Aug 02, 2012 (Leadership/All Africa Global Media via COMTEX) -- Though some members of 'Team Nigeria' are gradually crashing out of the ongoing London Olympic Games, several leading officials still appear confident of winning awards, including gold.

The ageing table tennis team spoke tough, praising their preparedness for the Games, but in one fell swoop, they were removed even before the Games could barely get off to a real beginning. It was not surprising that a formerly dominant team in the ping pong paddle best African continent was no longer a team to guess, since it was struggling to match the guts of Egyptian groups it once dominated for at least two decades in the African continent.

While the North Africans were trying hard to build on a solid foundation, Nigeria was rather deluding itself that it had been the medium regional power from the game. Mitchell Obi, a Lagos-based sports pundit, said in an interview that Nigeria started failing to arrest the decline that the moment the Egyptians began to match the speed of the West Africans in the game.


According to him, while the Egyptians and really their North African neighbours were increasing their level of challenge, the Congolese, went for the Chinese, but not only seeking their technical support but embracing their nationals to star for them. Though it was a virtue to build longevity of gamers like Segun Toriola for a location at a Olympic group, in the event the nation still had the right type of programme set up to strain more gamers, but a whole dependence on old war horses to sustain the dominance at a dynamic, where a participant could hardly maintain a top rating for much too long, would be counterproductive. According to a source close to this Nigeria Table Tennis, who pleaded anonymity, it was foolhardy to continue to parade veteran players like Toriola and Funke Oshonaike at a sport, where youthfulness and evolving techniques were rather significant."

There are not any sentiments in raising teams to high profile events like the Olympics. There's absolutely no way a two-month prep can make up to get a four-year intensive groundwork." If we must get it right, we must be sincere with a rebuilding procedure. We have to increase the level of our training content. It's been in decline for a while. We will need to under study the Chinese, that are now masters of the game."A Manchester-based Nigerian dining table tennis follower, Johnson Abejide, that took a holiday to be in London for the Games, said the era of miracles is over. "It seems that only Africans and indeed, Nigerians rely on sentiments and standing to raise its group to the Olympic Games."

Oshonaike, attributed her departure to the rising impact of the Chinese at the sport. She added that she felt frustrated needing to meet the Chinese rival for many nations."Could she really question any autonomous nation's reasons for choosing a pattern it wants to adopt, to run its game," was a question from Nneka Aduba, a London-based Nigerian, that had been driven by patriotism to origin for Nigeria, just to be let down at the easy departure of the nation's table tennis stars.It is hard to pin down the real reasons for the crash. In 1 breath they claimed that the pre-Games build-up was poor, yet a few others insisted that the build up was sufficient.
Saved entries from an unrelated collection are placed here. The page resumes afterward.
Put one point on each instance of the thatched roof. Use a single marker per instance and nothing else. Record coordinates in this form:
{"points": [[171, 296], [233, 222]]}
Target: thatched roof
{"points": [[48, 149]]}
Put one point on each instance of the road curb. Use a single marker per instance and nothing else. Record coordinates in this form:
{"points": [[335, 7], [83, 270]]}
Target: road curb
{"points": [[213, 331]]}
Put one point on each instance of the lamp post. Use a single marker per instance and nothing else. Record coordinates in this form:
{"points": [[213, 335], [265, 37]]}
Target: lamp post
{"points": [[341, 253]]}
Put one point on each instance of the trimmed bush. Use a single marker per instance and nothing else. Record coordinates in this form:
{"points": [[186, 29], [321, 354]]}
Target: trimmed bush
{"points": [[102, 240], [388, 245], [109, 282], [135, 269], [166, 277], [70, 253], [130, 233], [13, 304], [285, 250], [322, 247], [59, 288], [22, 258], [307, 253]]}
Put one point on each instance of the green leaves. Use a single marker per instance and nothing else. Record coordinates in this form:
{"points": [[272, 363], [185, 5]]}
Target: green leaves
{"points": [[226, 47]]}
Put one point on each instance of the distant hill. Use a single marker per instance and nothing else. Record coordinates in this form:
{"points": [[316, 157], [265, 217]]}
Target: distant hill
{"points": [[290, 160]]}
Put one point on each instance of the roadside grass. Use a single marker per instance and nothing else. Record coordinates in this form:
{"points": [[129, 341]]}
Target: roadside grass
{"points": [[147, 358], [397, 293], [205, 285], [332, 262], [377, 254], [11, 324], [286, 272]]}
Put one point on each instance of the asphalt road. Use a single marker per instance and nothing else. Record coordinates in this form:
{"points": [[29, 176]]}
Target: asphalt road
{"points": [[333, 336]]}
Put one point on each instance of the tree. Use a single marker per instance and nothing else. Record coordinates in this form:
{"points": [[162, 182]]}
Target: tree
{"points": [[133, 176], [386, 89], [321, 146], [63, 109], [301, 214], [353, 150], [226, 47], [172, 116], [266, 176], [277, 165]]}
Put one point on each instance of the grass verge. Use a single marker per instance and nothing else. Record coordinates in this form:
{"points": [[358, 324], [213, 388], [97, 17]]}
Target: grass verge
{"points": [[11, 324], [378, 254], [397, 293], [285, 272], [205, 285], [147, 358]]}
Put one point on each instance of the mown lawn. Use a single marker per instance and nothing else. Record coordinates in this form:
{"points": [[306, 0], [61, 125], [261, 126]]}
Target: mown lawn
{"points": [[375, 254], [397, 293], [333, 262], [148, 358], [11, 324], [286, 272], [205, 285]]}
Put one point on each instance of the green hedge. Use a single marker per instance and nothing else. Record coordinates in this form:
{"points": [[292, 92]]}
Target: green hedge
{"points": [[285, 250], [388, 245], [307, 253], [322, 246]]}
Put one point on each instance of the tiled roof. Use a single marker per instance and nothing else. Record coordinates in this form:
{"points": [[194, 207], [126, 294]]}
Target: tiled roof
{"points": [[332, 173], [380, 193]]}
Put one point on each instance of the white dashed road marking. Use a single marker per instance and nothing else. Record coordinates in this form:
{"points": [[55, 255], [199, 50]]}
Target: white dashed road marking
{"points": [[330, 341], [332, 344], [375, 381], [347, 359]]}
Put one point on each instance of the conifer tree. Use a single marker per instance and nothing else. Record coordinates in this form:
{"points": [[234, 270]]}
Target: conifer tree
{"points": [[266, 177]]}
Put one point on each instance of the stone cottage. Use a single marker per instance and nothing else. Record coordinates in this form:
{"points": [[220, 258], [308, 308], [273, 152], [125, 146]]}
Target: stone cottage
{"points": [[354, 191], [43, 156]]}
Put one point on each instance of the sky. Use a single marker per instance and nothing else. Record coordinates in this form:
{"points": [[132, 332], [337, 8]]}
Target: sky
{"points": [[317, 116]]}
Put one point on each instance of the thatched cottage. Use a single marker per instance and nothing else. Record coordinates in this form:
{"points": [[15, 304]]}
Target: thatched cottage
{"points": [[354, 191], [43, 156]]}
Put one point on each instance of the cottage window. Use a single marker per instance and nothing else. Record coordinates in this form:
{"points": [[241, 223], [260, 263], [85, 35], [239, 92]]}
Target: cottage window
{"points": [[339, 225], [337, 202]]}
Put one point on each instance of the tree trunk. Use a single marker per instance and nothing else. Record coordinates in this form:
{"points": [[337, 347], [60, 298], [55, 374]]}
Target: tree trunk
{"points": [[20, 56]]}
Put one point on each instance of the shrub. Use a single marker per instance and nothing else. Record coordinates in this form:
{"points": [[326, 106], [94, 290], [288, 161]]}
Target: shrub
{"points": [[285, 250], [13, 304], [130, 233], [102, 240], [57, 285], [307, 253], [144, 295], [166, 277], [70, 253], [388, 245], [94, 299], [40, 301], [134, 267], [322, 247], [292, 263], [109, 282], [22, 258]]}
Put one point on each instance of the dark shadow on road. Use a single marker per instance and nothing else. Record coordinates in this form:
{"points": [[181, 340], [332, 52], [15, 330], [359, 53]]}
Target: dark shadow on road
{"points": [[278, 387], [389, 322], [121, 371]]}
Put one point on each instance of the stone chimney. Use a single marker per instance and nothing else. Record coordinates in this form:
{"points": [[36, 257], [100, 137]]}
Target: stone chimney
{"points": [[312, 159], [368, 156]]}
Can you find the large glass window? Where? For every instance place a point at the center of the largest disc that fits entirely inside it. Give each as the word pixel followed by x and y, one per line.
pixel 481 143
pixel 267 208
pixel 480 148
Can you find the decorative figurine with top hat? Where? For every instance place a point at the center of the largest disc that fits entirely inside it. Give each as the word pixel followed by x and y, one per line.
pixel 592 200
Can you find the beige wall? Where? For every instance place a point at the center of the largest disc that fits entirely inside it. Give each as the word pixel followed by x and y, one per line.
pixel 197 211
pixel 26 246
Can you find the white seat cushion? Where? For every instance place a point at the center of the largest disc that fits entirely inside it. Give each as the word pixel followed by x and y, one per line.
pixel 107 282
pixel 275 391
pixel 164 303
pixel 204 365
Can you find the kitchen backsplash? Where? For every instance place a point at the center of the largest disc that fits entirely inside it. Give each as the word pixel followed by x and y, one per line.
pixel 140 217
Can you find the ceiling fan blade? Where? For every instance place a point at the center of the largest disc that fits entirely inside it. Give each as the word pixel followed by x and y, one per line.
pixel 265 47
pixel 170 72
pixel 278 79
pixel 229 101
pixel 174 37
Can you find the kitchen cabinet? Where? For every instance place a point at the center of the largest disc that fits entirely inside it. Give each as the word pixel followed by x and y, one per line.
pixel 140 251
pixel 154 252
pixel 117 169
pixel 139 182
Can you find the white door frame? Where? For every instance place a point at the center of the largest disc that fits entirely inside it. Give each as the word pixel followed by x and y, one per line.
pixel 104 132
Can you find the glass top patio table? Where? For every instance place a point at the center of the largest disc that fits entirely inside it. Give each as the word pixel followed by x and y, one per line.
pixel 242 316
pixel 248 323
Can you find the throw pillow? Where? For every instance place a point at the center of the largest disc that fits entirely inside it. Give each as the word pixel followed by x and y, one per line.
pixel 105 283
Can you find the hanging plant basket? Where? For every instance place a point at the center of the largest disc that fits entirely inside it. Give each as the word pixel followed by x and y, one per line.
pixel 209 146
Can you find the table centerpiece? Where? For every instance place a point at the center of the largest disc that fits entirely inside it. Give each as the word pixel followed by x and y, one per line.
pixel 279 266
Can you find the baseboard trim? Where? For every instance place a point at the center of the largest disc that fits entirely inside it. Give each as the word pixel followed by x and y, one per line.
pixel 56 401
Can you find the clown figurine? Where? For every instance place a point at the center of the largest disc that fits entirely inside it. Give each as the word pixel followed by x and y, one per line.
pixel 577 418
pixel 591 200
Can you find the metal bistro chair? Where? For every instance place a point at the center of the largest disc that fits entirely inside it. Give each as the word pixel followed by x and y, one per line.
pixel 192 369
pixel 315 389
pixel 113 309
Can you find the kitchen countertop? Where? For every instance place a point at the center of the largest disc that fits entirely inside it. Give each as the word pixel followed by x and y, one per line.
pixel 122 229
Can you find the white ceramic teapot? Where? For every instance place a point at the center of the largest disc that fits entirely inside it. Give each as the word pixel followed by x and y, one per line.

Under such a circumstance, it would obviously not be possible to really identify the factors for the rapid crash, seen in table tennis, baseball and boxing.No official seems to wish to offend the Government by opting to respond to what seems to be an officially composed response, " that the National Sports Commission (NSC), in conjunction with federations, guaranteed good pre-Games trainings"This is ironic, since in the build up to the Games, federations claimed that they couldn't commence training because due to the failure from the NSC to release capital, for the beginning of the trainings.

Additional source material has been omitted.